Allies reinforcements pour in
SHAEF, England (AP) –
Allies troops swiftly cleared Normandy beaches of the dazed Nazi survivors of a punishing sea and air bombardment, and armor-backed landing parties ranged inland today in a liberation invasion. Reinforcements streamed across the white-capped Channel.
Some reports reached here that Gen. Sir Bernard L. Montgomery’s men had cut at Caen the Paris-Cherbourg railway, a main route supplying Hitler’s defenses forces in the Cherbourg Peninsula.
Prime Minister Churchill first disclosed that Allied troops were fighting in Caen, on the Orne River. He said the invasion was proceeding “in a thoroughly satisfactory manner,” and with unexpectedly light casualties.
The German High Command asserted that no Allied troops had penetrated Caen.
Returning RAF pilots said:
We could easily tell the beaches were secure – we could see our soldiers standing up.

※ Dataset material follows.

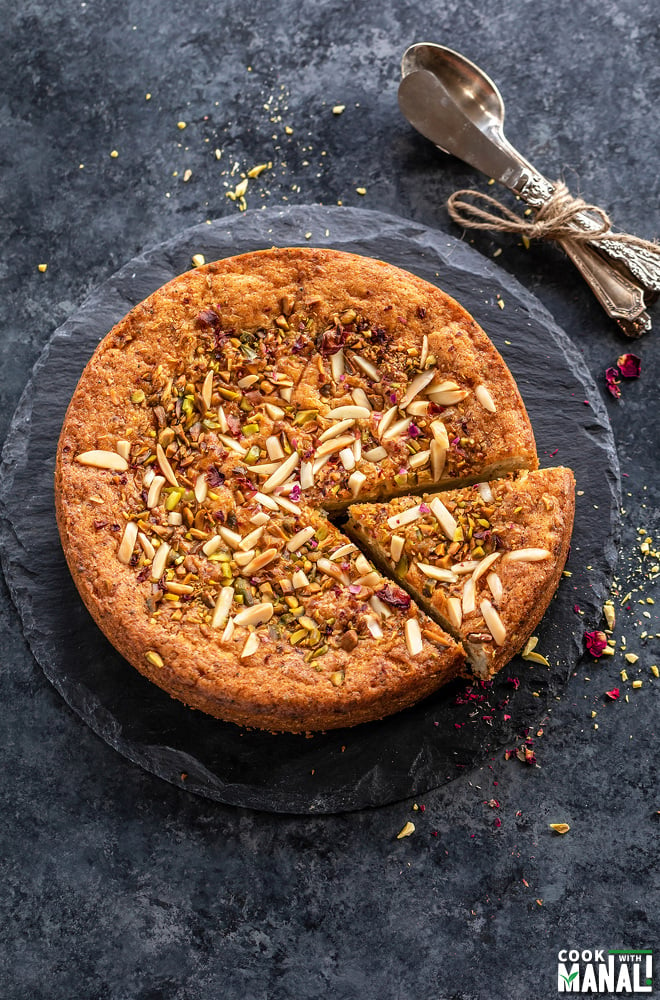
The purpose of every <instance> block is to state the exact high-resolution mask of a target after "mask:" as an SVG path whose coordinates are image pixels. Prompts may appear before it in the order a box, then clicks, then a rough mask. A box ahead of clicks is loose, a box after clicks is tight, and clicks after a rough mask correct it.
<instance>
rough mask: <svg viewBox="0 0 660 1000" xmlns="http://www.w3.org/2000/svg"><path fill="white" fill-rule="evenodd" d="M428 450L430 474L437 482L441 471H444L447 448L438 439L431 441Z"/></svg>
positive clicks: (440, 473) (433, 479)
mask: <svg viewBox="0 0 660 1000" xmlns="http://www.w3.org/2000/svg"><path fill="white" fill-rule="evenodd" d="M429 452H430V455H431V476H432V478H433V482H434V483H437V482H438V481H439V480H440V479H441V478H442V473H443V472H444V471H445V462H446V460H447V449H446V448H445V446H444V445H443V444H441V443H440V441H431V447H430V449H429Z"/></svg>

Caen was the only point specifically named here as a scene of fighting, although penetrations as deep as 13 miles were reported. Nazi-controlled radios, however, reported Allied landings at a dozen points, with the most important on both sides of the estuary of the Orne River.
From west to east along the 100-mile shoreline, Axis accounts said Allied seaborne and airborne forces struck at:
The port of Barfleur (15 miles east of Cherbourg), the fishing village of Saint-Vaast-la-Hougue (five miles south of Barfleur) both sides of the Valognes-Carentan highway, a section of an important supply road to Cherbourg running five miles inland from the peninsular coast; the 27-mile-long area between Carentan and Bayeux, the Orne River estuary, a 15-mile stretch of beaches in the Villers-Trouville region across the Seine estuary from Le Havre, and the town of Honfleur (on the Seine six miles southeast of Le Havre).
The German-controlled Vichy radio also said that a vicious fight developed last night north of Rouen, on the Seine, 41 miles east of Le Havre, “between powerful Allied paratroop formations and German anti-invasion forces.”